Players such as Si Woo Kim, Peter Malnati and Mark Hubbard were invited to play on the famous Wentworth West Course in Virginia Water, Surrey.
In the eyes of Fitzpatrick that should not have happened, especially given the PGA Tour doesn't invite a number of DP World Tour players into its own flagship event of the season at The Players Championship at TPC Sawgrass.
A brutally honest Fitzpatrick told reporters:
"I don't think the [DP World] Tour should have gone with the PGA Tour.
"I was pretty livid to be honest at Wentworth when I found out that there was a handful of PGA Tour players coming to play Wentworth, and at that point in time, not every person who kept their card last year got in the field, which I think is a disgrace. That's the flagship event.
"There's no invites given to European Tour players at The Players Championship. So why are we dishing them out for Wentworth?
"I thought that was absolutely absurd that that even went through.

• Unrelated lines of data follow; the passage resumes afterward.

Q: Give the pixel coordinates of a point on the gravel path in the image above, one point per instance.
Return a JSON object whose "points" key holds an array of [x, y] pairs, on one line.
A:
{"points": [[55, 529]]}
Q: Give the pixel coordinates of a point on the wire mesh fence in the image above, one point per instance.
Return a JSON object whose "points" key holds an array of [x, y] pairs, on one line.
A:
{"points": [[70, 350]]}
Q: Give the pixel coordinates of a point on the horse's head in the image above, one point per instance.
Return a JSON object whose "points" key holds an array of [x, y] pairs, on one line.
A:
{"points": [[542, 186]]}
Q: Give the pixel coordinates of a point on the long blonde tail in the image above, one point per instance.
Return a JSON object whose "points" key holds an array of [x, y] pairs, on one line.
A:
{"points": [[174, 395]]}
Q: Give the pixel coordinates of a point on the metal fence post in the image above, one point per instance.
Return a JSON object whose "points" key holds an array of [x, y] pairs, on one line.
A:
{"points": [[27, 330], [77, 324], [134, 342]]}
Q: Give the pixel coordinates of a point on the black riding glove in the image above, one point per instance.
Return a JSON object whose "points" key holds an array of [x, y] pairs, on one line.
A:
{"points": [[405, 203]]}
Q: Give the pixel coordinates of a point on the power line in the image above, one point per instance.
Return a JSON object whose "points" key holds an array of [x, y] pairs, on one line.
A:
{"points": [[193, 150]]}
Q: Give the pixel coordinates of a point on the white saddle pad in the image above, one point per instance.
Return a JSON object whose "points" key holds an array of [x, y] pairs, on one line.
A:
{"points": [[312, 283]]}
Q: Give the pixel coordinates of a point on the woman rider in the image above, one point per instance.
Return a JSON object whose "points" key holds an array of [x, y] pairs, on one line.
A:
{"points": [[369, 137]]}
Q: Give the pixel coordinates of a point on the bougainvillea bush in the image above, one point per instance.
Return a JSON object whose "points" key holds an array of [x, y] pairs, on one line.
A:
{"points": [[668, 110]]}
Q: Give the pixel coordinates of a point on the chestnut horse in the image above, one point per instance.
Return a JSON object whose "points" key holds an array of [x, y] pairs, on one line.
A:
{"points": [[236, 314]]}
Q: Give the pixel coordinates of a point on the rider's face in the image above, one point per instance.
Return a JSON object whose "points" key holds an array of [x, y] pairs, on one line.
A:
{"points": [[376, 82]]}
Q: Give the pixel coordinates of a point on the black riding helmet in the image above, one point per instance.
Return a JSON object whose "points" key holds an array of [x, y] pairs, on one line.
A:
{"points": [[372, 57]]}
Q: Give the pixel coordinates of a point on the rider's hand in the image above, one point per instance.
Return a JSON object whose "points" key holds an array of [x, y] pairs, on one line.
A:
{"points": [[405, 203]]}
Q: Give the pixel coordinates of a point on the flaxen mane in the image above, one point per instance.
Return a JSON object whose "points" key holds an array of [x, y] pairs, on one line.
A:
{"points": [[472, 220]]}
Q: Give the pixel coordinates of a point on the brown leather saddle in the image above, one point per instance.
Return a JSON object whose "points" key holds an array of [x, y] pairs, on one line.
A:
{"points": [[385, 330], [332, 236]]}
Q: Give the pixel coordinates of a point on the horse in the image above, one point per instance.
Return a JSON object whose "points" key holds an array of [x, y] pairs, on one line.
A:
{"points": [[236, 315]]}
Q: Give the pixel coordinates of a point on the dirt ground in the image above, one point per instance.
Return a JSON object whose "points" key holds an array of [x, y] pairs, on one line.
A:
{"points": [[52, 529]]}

"Now I'm sat here as now mainly a PGA Tour player nowadays, which people probably say, well, you don't come back and play anyway. Yeah, I understand that, but I think the way of looking at it is, there's not really been left with any option. If you want to achieve the things that you want to achieve in the game, you've got to play against the best players. You have to play where the best world ranking points are, and unfortunately with that, the money follows that. So obviously everyone is going to go down that route but if you want to be the best player you're going to be, that's the way you're going to go."
Elsewhere in Fitzpatrick's presser at St Andrews, he spoke about being 'past the point of caring' where talks between PGA Tour commissioner Jay Monahan and Saudi PIF governor Yasir Al-Rumayyan are concerned.
Monahan and Al-Rumayyan have been partnered together in a fourball at Carnoustie today in the opening round of the Dunhill Links.